Oscar Tuazon, Eli Hansen
It was one of my best comes
Une des collaborations les plus remarquables d’Oscar Tuazon a eu lieu au Musée de Seattle en 2008. Invité à investir une salle du musée, il a choisi de baser son intervention à trois milles kilomètres de là , sur l’île de Kodiak en Alaska.
Il y créa un habitat précaire, fait de matériaux recyclés et d’éléments naturels trouvés sur place. Au musée, il installa des fragments de cette architecture, comme autant d’évocations d’un ailleurs où se manifesterait son désir d’émancipation et où, libéré de toutes contraintes sociales, il réinventerait leur quotidien dans un geste utopique et jubilatoire.
Ce projet offre un réel condensé des préoccupations d’Oscar Tuazon: sa fascination pour la pratique du DIY (Do It Yourself), son intérêt pour détourner les matériaux et les lieux de leur fonction première, son investissement physique, quasi performatif dans la réalisation de ses sculptures, et au-delà , la façon dont son projet artistique se fonde et se nourrit d’un projet de vie.
Il n’est guère aisé d’évoquer bien en amont un projet d’exposition d’Oscar Tuazon. La mise en tension et en danger qu’il opère dans ses pièces, dans une confrontation de matériaux à la limite de l’effondrement ou de la cassure, est intégrée dans le processus même de constitution de l’oeuvre.
L’artiste ne pense pas en amont le projet d’exposition dans ses moindres détails, il s’imprègne de l’esprit des lieux puis revient quelques jours avant son ouverture pour une réalisation sur place, effectuée dans un engagement physique intense.

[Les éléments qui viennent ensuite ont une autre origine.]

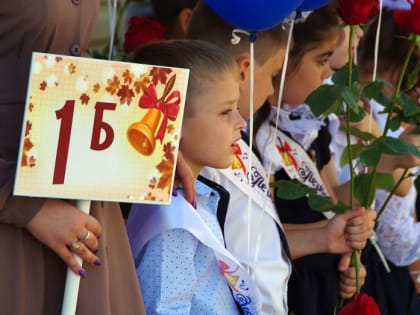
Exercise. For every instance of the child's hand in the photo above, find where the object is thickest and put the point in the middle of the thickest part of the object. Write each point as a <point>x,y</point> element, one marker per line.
<point>350,230</point>
<point>348,277</point>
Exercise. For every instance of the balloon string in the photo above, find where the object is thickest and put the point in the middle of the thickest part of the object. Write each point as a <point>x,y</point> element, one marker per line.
<point>281,89</point>
<point>112,13</point>
<point>235,40</point>
<point>375,59</point>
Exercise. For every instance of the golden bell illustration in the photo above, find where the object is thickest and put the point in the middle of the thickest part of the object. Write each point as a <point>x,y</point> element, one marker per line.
<point>141,134</point>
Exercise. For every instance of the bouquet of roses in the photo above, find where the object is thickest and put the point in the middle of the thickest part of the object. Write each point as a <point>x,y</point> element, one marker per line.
<point>368,150</point>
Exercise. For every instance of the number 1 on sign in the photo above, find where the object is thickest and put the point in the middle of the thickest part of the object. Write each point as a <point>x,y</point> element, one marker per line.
<point>65,114</point>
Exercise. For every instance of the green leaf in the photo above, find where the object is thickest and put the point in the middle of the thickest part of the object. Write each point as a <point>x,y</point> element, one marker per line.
<point>320,203</point>
<point>409,105</point>
<point>326,99</point>
<point>365,136</point>
<point>413,77</point>
<point>357,114</point>
<point>356,150</point>
<point>396,146</point>
<point>384,181</point>
<point>340,207</point>
<point>395,123</point>
<point>373,89</point>
<point>370,156</point>
<point>385,101</point>
<point>351,97</point>
<point>362,183</point>
<point>341,77</point>
<point>291,189</point>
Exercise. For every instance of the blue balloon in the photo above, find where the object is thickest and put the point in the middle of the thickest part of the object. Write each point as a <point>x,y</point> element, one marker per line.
<point>309,5</point>
<point>254,15</point>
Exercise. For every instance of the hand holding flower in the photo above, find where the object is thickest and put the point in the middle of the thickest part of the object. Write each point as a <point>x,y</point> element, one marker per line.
<point>348,277</point>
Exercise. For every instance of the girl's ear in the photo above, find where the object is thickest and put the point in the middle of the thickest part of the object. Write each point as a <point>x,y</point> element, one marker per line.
<point>183,19</point>
<point>244,63</point>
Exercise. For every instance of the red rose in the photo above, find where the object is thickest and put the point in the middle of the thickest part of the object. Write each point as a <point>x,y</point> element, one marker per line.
<point>409,20</point>
<point>354,12</point>
<point>142,30</point>
<point>361,304</point>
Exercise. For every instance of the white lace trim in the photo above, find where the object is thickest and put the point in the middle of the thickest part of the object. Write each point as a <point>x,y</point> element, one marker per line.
<point>398,233</point>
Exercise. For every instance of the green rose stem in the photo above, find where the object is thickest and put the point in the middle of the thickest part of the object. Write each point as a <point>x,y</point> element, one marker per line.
<point>354,260</point>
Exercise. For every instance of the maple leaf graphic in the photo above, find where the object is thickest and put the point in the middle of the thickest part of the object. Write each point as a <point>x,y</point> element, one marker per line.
<point>128,78</point>
<point>153,182</point>
<point>96,88</point>
<point>165,181</point>
<point>170,129</point>
<point>168,151</point>
<point>84,98</point>
<point>113,85</point>
<point>141,84</point>
<point>43,85</point>
<point>149,196</point>
<point>27,144</point>
<point>126,94</point>
<point>24,160</point>
<point>159,75</point>
<point>32,161</point>
<point>28,128</point>
<point>72,68</point>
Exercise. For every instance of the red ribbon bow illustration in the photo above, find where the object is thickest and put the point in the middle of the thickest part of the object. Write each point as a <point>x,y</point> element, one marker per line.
<point>169,107</point>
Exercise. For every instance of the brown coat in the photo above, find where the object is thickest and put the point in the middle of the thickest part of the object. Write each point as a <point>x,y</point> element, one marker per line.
<point>32,276</point>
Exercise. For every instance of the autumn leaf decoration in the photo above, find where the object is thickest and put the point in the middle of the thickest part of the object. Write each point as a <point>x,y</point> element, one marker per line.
<point>27,160</point>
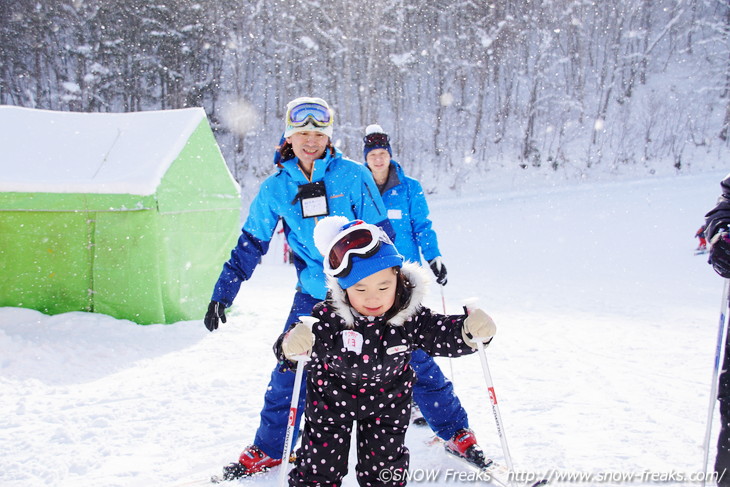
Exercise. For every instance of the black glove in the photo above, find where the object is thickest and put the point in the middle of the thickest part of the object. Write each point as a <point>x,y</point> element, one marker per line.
<point>215,312</point>
<point>720,252</point>
<point>439,270</point>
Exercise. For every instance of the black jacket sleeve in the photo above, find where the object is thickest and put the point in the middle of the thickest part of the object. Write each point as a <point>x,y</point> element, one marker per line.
<point>719,216</point>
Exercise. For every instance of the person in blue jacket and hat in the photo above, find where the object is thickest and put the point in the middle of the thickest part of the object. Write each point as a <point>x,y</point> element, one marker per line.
<point>414,237</point>
<point>312,180</point>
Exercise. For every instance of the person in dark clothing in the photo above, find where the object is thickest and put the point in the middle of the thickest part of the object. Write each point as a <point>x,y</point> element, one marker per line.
<point>360,347</point>
<point>717,232</point>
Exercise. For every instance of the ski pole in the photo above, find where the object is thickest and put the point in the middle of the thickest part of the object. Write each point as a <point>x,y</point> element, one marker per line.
<point>719,353</point>
<point>301,360</point>
<point>451,360</point>
<point>493,400</point>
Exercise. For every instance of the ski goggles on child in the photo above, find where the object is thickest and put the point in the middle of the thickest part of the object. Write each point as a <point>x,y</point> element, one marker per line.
<point>304,113</point>
<point>376,139</point>
<point>360,239</point>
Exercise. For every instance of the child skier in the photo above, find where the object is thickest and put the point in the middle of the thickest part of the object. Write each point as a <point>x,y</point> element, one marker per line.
<point>360,349</point>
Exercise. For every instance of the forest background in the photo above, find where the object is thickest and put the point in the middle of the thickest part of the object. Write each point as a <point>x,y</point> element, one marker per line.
<point>575,88</point>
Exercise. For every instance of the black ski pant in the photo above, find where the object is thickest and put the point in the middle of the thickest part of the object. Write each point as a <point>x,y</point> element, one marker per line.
<point>381,452</point>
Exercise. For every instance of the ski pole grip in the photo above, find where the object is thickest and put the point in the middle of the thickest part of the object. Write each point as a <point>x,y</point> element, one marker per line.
<point>307,321</point>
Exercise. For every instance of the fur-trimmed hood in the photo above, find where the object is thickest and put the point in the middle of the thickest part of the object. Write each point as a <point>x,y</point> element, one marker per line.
<point>414,273</point>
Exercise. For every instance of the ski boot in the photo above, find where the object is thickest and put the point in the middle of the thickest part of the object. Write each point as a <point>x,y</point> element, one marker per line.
<point>251,461</point>
<point>464,445</point>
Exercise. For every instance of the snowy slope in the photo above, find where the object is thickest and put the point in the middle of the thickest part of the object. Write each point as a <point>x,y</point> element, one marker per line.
<point>602,362</point>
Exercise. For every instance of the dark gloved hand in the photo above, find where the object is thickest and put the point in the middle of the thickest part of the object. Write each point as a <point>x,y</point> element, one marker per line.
<point>439,270</point>
<point>720,252</point>
<point>215,312</point>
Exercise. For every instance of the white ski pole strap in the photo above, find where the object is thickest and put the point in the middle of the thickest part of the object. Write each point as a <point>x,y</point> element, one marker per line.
<point>301,360</point>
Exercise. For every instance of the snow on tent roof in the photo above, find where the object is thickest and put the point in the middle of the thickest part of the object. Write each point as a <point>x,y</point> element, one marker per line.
<point>71,152</point>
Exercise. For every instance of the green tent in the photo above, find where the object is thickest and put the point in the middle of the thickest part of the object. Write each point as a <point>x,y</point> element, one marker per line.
<point>126,214</point>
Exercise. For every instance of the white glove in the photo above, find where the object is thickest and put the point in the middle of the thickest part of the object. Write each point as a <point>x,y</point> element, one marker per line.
<point>478,325</point>
<point>298,341</point>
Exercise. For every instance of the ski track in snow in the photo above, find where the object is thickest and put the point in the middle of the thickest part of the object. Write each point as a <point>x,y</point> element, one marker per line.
<point>602,362</point>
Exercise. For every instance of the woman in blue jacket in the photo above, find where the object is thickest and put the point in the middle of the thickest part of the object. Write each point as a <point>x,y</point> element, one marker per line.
<point>414,236</point>
<point>312,180</point>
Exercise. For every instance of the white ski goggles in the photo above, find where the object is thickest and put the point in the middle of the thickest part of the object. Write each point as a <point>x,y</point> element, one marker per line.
<point>359,238</point>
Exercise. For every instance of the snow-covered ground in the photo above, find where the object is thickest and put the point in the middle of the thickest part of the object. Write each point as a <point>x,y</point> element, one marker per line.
<point>606,319</point>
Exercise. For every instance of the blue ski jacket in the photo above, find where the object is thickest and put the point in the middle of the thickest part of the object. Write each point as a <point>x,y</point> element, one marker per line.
<point>350,192</point>
<point>408,213</point>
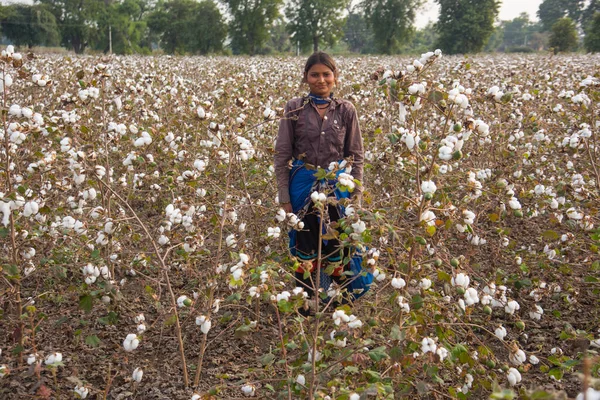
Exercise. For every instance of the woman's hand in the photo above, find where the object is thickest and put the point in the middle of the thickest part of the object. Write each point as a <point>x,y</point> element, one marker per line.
<point>287,207</point>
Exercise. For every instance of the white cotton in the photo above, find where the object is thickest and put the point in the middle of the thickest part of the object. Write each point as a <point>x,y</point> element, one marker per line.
<point>511,307</point>
<point>514,376</point>
<point>500,332</point>
<point>131,342</point>
<point>471,296</point>
<point>398,283</point>
<point>137,374</point>
<point>428,187</point>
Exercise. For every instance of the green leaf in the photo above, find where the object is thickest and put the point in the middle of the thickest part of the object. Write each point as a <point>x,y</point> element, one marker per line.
<point>92,341</point>
<point>372,376</point>
<point>435,96</point>
<point>523,283</point>
<point>111,319</point>
<point>550,235</point>
<point>86,302</point>
<point>396,353</point>
<point>416,302</point>
<point>378,354</point>
<point>285,306</point>
<point>396,333</point>
<point>444,276</point>
<point>351,369</point>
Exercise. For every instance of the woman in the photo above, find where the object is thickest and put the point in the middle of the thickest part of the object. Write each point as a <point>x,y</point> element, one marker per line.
<point>315,131</point>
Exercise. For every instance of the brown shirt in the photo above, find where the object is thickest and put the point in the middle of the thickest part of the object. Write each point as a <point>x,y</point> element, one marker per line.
<point>304,135</point>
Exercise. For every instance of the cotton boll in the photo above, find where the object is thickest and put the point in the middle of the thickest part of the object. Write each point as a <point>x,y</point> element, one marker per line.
<point>398,283</point>
<point>137,375</point>
<point>500,332</point>
<point>511,307</point>
<point>471,296</point>
<point>131,342</point>
<point>514,376</point>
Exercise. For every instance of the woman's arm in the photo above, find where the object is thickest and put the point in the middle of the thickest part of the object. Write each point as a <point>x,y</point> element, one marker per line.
<point>353,144</point>
<point>283,153</point>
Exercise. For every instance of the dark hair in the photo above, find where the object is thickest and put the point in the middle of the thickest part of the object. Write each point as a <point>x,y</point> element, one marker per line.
<point>320,58</point>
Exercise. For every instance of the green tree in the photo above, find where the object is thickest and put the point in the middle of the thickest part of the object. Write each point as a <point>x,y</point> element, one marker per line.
<point>251,23</point>
<point>184,26</point>
<point>551,11</point>
<point>391,22</point>
<point>590,13</point>
<point>592,35</point>
<point>77,21</point>
<point>29,25</point>
<point>518,33</point>
<point>126,22</point>
<point>464,26</point>
<point>357,34</point>
<point>563,36</point>
<point>313,22</point>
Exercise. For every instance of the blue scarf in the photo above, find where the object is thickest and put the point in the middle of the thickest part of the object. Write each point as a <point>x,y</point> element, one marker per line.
<point>319,100</point>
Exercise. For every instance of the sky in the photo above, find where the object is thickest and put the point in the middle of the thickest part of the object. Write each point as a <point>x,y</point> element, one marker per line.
<point>509,9</point>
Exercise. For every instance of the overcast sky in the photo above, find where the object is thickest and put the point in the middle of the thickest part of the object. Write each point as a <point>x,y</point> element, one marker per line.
<point>509,9</point>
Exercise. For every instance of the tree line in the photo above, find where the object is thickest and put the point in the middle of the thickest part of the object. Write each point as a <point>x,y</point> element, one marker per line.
<point>272,26</point>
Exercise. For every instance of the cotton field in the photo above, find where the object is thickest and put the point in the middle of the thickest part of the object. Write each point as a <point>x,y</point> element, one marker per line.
<point>144,254</point>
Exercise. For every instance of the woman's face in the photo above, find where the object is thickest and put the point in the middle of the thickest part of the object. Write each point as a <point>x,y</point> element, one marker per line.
<point>320,80</point>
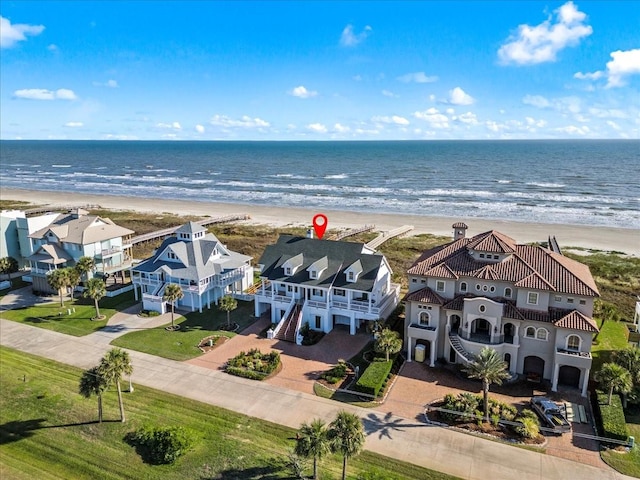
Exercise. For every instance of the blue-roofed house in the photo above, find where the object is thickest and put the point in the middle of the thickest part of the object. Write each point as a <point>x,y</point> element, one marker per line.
<point>197,261</point>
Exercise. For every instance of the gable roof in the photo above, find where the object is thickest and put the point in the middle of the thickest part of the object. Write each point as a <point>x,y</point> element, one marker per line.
<point>339,257</point>
<point>526,266</point>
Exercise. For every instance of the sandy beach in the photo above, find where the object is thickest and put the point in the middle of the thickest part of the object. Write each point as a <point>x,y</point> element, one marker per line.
<point>600,238</point>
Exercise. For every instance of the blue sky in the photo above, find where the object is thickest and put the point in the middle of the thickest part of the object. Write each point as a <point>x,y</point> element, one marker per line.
<point>319,70</point>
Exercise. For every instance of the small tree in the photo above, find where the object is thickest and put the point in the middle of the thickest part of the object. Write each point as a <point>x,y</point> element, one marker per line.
<point>172,293</point>
<point>490,368</point>
<point>58,279</point>
<point>388,342</point>
<point>96,289</point>
<point>84,266</point>
<point>614,377</point>
<point>113,366</point>
<point>346,436</point>
<point>228,304</point>
<point>93,383</point>
<point>312,441</point>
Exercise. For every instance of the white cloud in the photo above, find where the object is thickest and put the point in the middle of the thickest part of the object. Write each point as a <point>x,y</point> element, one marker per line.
<point>44,94</point>
<point>351,39</point>
<point>10,34</point>
<point>624,63</point>
<point>317,128</point>
<point>244,122</point>
<point>302,92</point>
<point>457,96</point>
<point>538,44</point>
<point>417,77</point>
<point>109,83</point>
<point>394,119</point>
<point>433,117</point>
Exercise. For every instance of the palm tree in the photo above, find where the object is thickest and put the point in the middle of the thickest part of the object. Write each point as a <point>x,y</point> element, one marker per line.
<point>614,377</point>
<point>84,266</point>
<point>96,289</point>
<point>346,436</point>
<point>172,293</point>
<point>92,383</point>
<point>113,366</point>
<point>388,341</point>
<point>228,304</point>
<point>490,368</point>
<point>58,279</point>
<point>312,441</point>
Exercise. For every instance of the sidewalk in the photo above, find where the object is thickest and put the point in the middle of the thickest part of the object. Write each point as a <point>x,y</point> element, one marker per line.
<point>437,448</point>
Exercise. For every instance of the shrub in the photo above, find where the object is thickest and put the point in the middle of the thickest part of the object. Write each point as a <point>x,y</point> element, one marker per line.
<point>614,424</point>
<point>373,378</point>
<point>160,445</point>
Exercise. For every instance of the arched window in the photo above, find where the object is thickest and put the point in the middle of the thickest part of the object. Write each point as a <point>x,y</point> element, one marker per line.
<point>573,342</point>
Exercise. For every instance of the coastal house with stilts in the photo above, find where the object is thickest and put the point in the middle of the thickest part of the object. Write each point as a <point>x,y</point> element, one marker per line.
<point>530,303</point>
<point>68,237</point>
<point>199,263</point>
<point>322,283</point>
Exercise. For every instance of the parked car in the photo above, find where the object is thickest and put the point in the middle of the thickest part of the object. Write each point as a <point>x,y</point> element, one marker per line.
<point>553,415</point>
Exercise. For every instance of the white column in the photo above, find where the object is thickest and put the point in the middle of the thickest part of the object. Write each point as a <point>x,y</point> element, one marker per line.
<point>554,380</point>
<point>585,382</point>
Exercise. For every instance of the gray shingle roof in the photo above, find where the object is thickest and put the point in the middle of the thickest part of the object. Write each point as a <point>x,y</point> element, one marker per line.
<point>340,256</point>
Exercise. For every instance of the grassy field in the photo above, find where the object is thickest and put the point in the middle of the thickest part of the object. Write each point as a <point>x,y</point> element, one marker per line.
<point>182,344</point>
<point>54,317</point>
<point>48,431</point>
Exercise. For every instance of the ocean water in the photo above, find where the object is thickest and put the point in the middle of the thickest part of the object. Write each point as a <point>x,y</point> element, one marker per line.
<point>583,182</point>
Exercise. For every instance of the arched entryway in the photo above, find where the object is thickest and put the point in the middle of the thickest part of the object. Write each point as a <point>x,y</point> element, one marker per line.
<point>569,376</point>
<point>533,368</point>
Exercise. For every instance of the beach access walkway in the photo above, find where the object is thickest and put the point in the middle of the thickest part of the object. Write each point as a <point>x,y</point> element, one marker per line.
<point>410,440</point>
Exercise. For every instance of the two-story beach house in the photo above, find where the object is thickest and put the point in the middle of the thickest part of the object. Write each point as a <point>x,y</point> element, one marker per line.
<point>77,234</point>
<point>323,283</point>
<point>531,304</point>
<point>196,260</point>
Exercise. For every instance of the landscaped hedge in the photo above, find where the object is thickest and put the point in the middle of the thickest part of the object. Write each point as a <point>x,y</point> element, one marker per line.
<point>374,377</point>
<point>613,424</point>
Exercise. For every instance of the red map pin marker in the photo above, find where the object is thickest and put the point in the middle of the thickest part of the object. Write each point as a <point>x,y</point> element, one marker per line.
<point>320,225</point>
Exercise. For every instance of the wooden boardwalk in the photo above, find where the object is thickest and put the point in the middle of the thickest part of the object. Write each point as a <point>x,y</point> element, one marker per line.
<point>384,236</point>
<point>166,232</point>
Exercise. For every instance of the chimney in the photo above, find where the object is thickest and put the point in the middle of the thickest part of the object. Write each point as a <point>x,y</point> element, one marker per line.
<point>459,230</point>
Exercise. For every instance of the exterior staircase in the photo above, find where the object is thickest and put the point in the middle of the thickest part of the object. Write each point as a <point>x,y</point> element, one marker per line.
<point>288,330</point>
<point>454,340</point>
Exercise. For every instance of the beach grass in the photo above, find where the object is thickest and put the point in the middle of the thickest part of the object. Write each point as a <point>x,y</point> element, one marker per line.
<point>48,431</point>
<point>78,323</point>
<point>182,344</point>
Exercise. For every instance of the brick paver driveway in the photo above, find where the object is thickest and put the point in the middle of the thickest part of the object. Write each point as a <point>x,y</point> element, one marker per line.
<point>300,364</point>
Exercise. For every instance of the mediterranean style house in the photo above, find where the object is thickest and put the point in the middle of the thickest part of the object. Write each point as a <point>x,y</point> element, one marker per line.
<point>196,260</point>
<point>531,304</point>
<point>323,283</point>
<point>77,234</point>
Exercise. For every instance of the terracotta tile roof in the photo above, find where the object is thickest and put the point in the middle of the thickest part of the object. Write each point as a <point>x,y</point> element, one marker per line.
<point>526,266</point>
<point>425,295</point>
<point>577,321</point>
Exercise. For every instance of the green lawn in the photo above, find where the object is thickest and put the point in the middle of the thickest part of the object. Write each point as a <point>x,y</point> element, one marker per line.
<point>54,317</point>
<point>48,431</point>
<point>182,344</point>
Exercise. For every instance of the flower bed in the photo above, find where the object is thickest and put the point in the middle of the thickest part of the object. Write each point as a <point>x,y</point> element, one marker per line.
<point>254,364</point>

Tentons néanmoins l’exercice d’une mise en bouche de son exposition au Parc Saint Léger: le titre de l’exposition « It was one of my best comes » (C’était un de mes meilleurs coups) est extrait d’un poème de Cedar Cigo, jeune poète de la scène alternative américaine avec laquelle Oscar Tuazon entretient des liens étroits et féconds. Dans l’espace central, les deux artistes installent deux arbres arrachés à la forêt et présentés contraints, sanglés et renversés.
L’enjeu sera de capter le matériau dans cet état intermédiaire, quand il n’est plus à l’état brut et pas encore un produit fini. L’arbre coupé, arraché, répond à cet état sans fonction, plus tout à fait un arbre et pas encore une table ou une chaise. Un objet en attente, un peu absurde, créant un moment de tension lyrique et en suspens qui, dans le même temps, devient un élément structurant de l’architecture.